Neutrosophic graphs are used to model inconsistent information and imprecise data about any real-life problem. It is regarded as a generalization of intuitionistic fuzzy graphs. Since interval-valued neutrosophic sets are more accurate, compatible, and flexible than single neutrosophic sets, interval-valued neutrosophic graphs (IVNGs) were defined. The interval-valued neutrosophic graph is a fundamental issue in graph theory that has wide applications in the real world. Also, problems may arise when partial ignorance exists in the datasets of membership [0, 1], and then, the concept of IVNG is crucial to represent the problems. Line graphs of neutrosophic graphs are significant due to their ability to represent and analyze uncertain or indeterminate information about edge relationships and complex networks in graphs. However, there is a research gap on the line graph of interval-valued neutrosophic graphs. In this paper, we introduce the theory of an interval-valued neutrosophic line graph (IVNLG) and its application.
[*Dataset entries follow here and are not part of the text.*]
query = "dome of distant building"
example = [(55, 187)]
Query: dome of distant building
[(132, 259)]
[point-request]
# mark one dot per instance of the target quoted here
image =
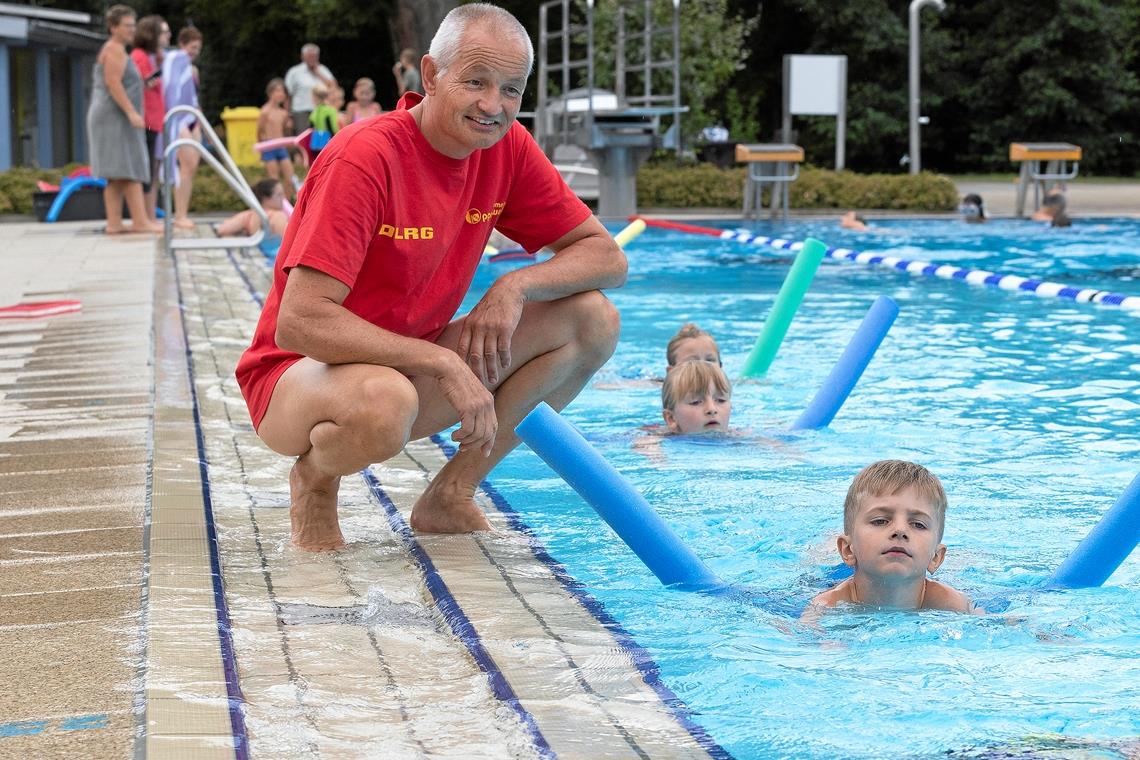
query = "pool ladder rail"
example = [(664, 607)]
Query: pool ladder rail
[(229, 172)]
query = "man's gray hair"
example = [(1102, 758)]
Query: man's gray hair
[(445, 46)]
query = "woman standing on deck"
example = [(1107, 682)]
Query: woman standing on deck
[(115, 127)]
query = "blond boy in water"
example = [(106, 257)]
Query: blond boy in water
[(893, 522), (697, 398), (691, 342)]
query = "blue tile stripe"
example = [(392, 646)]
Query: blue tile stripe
[(455, 617), (225, 628), (640, 656)]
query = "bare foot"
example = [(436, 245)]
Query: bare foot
[(312, 509), (140, 228), (447, 508)]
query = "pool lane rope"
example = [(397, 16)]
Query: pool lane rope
[(945, 271), (841, 381), (788, 300), (1106, 547), (635, 522), (623, 238)]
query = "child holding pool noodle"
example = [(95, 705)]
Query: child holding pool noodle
[(697, 398), (894, 516), (691, 342)]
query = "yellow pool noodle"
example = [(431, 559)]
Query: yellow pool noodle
[(636, 227)]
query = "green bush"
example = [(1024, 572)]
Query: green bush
[(673, 186), (17, 186)]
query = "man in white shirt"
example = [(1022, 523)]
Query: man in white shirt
[(299, 83)]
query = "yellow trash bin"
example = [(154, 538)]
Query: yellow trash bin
[(241, 135)]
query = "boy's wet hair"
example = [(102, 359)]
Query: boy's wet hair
[(889, 476), (693, 377), (687, 331)]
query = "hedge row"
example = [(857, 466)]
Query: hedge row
[(708, 186), (659, 185)]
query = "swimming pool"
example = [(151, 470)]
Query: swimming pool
[(1025, 407)]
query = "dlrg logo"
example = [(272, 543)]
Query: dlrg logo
[(475, 217)]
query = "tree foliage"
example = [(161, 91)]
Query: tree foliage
[(993, 71)]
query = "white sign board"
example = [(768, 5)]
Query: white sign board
[(816, 86)]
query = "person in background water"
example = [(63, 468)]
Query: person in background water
[(687, 343), (972, 209), (365, 104), (853, 221), (407, 73), (180, 88), (697, 398), (152, 38), (1052, 210), (115, 127), (299, 83)]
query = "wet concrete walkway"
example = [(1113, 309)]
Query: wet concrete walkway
[(152, 594)]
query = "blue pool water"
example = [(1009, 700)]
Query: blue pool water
[(1025, 407)]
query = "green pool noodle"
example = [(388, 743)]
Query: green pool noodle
[(791, 293)]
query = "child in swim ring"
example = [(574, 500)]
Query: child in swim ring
[(893, 522)]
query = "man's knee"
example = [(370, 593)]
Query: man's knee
[(380, 415), (597, 321)]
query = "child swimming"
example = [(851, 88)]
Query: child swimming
[(697, 398), (894, 516), (691, 342)]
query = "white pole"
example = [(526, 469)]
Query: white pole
[(915, 142)]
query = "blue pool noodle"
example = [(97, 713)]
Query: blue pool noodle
[(1107, 545), (849, 368), (66, 188), (568, 454)]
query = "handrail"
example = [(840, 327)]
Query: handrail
[(230, 173)]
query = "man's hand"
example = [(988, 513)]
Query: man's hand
[(475, 405), (485, 341)]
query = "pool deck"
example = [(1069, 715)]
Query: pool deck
[(152, 602)]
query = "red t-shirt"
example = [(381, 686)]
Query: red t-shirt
[(404, 227), (154, 107)]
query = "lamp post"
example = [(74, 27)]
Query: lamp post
[(915, 120)]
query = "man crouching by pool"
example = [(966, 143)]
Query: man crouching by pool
[(355, 356)]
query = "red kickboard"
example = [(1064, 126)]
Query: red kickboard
[(39, 309)]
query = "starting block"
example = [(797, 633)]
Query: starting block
[(768, 162), (1061, 163)]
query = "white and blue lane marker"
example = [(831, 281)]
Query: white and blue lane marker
[(945, 271)]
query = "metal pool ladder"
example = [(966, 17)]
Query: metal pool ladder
[(229, 172)]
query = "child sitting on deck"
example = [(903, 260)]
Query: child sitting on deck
[(695, 398), (893, 522), (271, 197)]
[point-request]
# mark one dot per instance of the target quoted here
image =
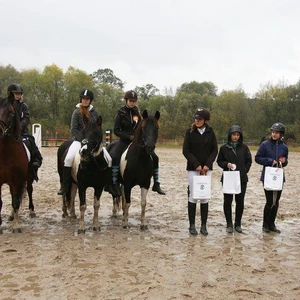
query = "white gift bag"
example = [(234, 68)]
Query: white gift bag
[(231, 182), (201, 187), (273, 180)]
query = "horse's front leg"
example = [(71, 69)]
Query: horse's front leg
[(64, 206), (126, 194), (0, 212), (31, 206), (72, 201), (97, 195), (82, 208), (144, 193), (16, 206)]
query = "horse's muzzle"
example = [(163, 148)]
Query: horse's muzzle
[(150, 149)]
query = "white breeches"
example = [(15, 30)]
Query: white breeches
[(74, 148), (190, 175)]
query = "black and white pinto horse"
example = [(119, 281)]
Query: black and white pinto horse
[(89, 169), (137, 164)]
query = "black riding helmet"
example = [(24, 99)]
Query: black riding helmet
[(14, 87), (86, 93), (131, 95), (202, 113), (278, 127), (235, 128)]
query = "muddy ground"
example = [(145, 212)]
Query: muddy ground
[(49, 260)]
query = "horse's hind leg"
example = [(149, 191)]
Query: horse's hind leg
[(16, 206), (126, 193), (96, 225), (144, 193), (31, 206), (82, 208), (0, 212)]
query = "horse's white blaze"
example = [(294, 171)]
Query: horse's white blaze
[(95, 154)]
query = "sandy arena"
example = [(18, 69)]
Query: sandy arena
[(49, 260)]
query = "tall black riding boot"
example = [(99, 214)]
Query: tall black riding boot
[(227, 208), (274, 210), (267, 218), (192, 217), (204, 214), (66, 181)]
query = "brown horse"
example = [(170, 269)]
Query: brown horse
[(13, 158), (89, 169)]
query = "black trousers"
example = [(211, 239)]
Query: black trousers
[(239, 206), (271, 207)]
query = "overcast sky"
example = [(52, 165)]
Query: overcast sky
[(163, 42)]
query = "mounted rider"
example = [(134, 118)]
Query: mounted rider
[(15, 93)]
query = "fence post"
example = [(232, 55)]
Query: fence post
[(37, 133), (108, 136)]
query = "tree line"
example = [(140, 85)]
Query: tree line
[(52, 95)]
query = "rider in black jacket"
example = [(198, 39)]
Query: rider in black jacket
[(15, 92), (235, 155), (126, 121)]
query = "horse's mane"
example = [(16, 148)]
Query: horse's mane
[(15, 125), (138, 131)]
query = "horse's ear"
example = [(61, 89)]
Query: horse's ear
[(157, 115), (145, 114), (99, 121), (11, 100)]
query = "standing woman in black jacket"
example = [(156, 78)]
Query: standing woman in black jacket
[(235, 155), (200, 148)]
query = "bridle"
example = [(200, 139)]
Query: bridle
[(6, 127), (94, 153)]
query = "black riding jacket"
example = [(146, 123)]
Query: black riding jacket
[(124, 125), (77, 123), (200, 149), (239, 155), (24, 114)]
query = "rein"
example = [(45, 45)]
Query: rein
[(94, 158), (7, 128)]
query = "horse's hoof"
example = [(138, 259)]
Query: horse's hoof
[(32, 215), (144, 227), (97, 229)]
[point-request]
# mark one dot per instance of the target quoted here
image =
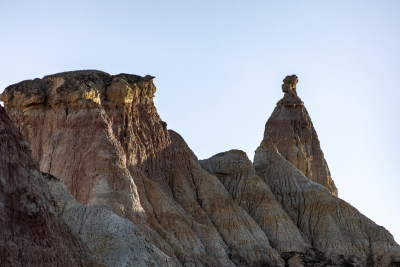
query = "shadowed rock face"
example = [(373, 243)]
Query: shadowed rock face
[(31, 232), (101, 135), (291, 130)]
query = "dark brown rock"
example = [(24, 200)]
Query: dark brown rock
[(292, 132), (31, 232)]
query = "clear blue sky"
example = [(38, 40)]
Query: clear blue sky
[(219, 68)]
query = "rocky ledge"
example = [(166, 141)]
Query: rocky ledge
[(102, 137)]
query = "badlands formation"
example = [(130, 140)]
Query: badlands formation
[(101, 181)]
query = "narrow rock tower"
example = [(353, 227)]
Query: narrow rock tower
[(291, 130)]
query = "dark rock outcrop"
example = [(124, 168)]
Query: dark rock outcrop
[(291, 130), (101, 135), (31, 232)]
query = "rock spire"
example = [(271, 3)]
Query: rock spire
[(291, 130)]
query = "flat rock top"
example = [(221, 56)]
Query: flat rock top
[(82, 84)]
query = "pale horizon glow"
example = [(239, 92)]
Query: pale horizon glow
[(219, 67)]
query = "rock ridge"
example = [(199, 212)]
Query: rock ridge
[(101, 135)]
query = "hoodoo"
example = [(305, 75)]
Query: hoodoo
[(101, 135)]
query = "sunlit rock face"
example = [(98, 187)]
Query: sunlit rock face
[(31, 233), (292, 132), (101, 135), (112, 240)]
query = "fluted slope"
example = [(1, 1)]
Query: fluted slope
[(291, 130)]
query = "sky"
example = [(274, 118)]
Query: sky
[(219, 67)]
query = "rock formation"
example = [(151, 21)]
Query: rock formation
[(112, 240), (30, 230), (102, 137), (291, 130)]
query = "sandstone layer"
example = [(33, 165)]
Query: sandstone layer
[(31, 232), (112, 240), (102, 137), (329, 223)]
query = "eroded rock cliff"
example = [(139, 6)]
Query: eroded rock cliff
[(101, 135), (31, 233)]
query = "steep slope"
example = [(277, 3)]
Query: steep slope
[(102, 136), (291, 130), (31, 233), (237, 174), (113, 241), (289, 159), (332, 225)]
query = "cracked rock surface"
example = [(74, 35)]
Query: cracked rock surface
[(31, 233), (101, 135)]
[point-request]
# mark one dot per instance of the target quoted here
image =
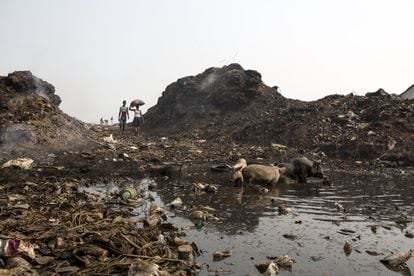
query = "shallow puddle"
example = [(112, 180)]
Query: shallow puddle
[(313, 235)]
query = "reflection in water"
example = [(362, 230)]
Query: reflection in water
[(251, 227)]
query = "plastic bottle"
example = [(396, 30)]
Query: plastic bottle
[(129, 193)]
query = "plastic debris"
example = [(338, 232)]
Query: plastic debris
[(398, 258), (22, 163), (176, 203), (219, 255), (15, 247), (348, 248)]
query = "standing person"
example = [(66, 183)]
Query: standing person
[(123, 116), (138, 118)]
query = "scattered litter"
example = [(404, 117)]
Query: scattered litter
[(348, 248), (22, 163), (397, 258), (220, 255)]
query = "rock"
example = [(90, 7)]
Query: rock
[(21, 163), (348, 248), (397, 258)]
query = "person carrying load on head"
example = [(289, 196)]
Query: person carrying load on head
[(123, 116), (138, 118)]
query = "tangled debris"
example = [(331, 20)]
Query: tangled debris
[(215, 117), (76, 232)]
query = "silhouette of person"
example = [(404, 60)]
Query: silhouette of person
[(123, 116)]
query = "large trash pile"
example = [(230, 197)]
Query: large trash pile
[(30, 118), (233, 105)]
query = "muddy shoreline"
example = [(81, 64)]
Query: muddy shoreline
[(59, 180)]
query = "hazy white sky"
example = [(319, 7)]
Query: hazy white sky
[(98, 53)]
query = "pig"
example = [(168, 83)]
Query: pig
[(257, 173), (299, 169), (240, 164)]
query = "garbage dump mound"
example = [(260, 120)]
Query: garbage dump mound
[(230, 104), (30, 119)]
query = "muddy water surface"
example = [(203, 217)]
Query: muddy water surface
[(315, 233)]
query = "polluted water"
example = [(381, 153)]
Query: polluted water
[(248, 223)]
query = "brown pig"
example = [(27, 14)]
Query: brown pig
[(299, 169), (257, 173)]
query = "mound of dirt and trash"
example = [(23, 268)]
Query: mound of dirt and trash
[(233, 104), (30, 118)]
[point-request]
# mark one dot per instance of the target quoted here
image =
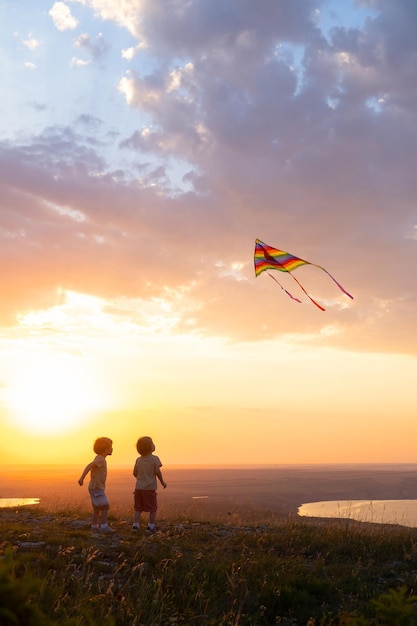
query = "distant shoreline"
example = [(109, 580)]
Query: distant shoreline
[(277, 488)]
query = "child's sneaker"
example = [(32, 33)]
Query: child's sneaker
[(107, 529)]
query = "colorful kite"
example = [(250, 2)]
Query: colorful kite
[(268, 258)]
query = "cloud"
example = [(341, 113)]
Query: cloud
[(269, 121), (98, 48), (62, 17)]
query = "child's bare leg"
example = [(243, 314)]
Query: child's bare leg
[(104, 514), (94, 517)]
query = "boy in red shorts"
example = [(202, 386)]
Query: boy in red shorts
[(146, 471)]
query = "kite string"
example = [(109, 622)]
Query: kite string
[(287, 292), (308, 296), (333, 278)]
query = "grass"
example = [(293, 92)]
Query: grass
[(245, 569)]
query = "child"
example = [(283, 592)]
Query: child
[(146, 471), (103, 446)]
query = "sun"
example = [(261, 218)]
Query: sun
[(55, 396)]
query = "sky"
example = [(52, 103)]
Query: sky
[(144, 146)]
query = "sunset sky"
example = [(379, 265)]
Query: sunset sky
[(144, 146)]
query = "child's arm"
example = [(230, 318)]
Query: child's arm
[(158, 474), (87, 469)]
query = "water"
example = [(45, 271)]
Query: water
[(402, 512), (9, 503)]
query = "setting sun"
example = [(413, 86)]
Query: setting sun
[(55, 397)]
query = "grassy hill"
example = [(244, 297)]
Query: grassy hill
[(233, 570)]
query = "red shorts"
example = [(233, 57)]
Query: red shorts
[(145, 500)]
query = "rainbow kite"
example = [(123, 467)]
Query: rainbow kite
[(268, 258)]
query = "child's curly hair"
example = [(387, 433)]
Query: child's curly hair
[(101, 444), (144, 446)]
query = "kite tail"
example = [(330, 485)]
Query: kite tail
[(287, 292), (308, 296), (334, 280)]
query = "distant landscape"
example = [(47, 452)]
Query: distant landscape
[(279, 489)]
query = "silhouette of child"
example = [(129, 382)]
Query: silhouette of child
[(103, 446)]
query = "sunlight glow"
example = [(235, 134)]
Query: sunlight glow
[(53, 398)]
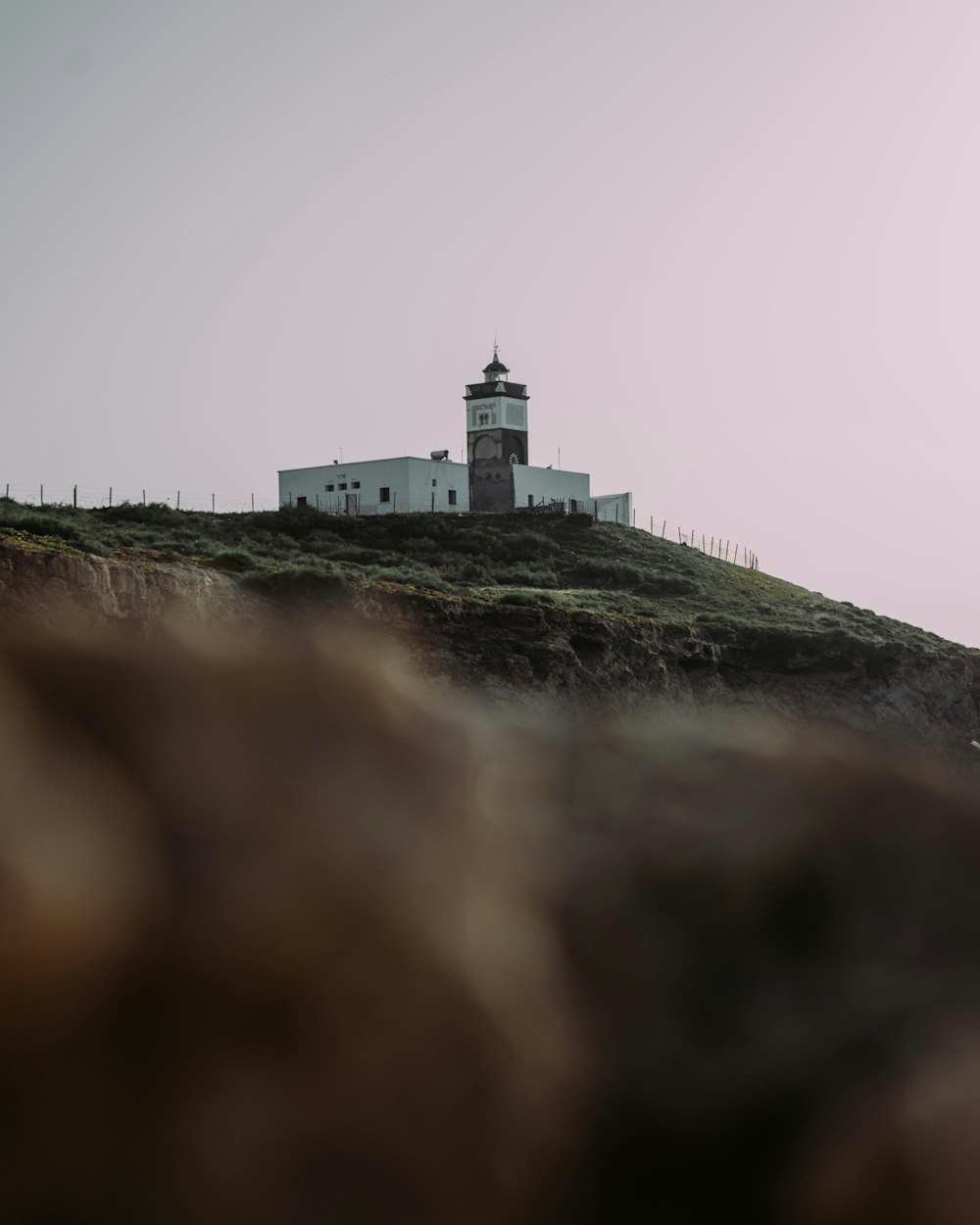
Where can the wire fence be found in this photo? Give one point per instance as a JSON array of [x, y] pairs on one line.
[[721, 548], [736, 553], [181, 500]]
In line with that, some mathematical properties such as weak vertex isomorphism, weak edge isomorphism, effective edge, and other properties of IVNLGs are proposed. In addition, we defined the vertex degree of IVNLG with some properties, and by presenting several theorems and propositions, the relationship between fuzzy graph extensions and IVNLGs was explored. Finally, an overview of the algorithm used to solve the problems and the practical application of the introduced graphs were provided.

中文翻译：

---

区间值中智线图的理论与应用

中智图用于对有关任何现实生活问题的不一致信息和不精确数据进行建模。它被认为是直觉模糊图的推广。由于区间值中智集比单个中智集更准确、更兼容、更灵活，因此定义了区间值中智图 (IVNG)。区间值中智图是图论中的一个基本问题，在现实世界中有着广泛的应用。此外，当隶属度数据集 [0, 1] 中存在部分无知时，可能会出现问题，此时 IVNG 的概念对于表示问题至关重要。中智图的线图非常重要，因为它们能够表示和分析有关图中边缘关系和复杂网络的不确定或不确定信息。然而，区间值中智图的线图还存在研究空白。在本文中，我们介绍了区间值中智线图（IVNLG）的理论及其应用。据此，提出了IVNLG的弱顶点同构、弱边同构、有效边等数学性质。此外，我们定义了IVNLG的顶点度及其一些性质，并通过提出几个定理和命题，探讨了模糊图扩展与IVNLG之间的关系。最后，概述了用于解决问题的算法以及所介绍的图的实际应用。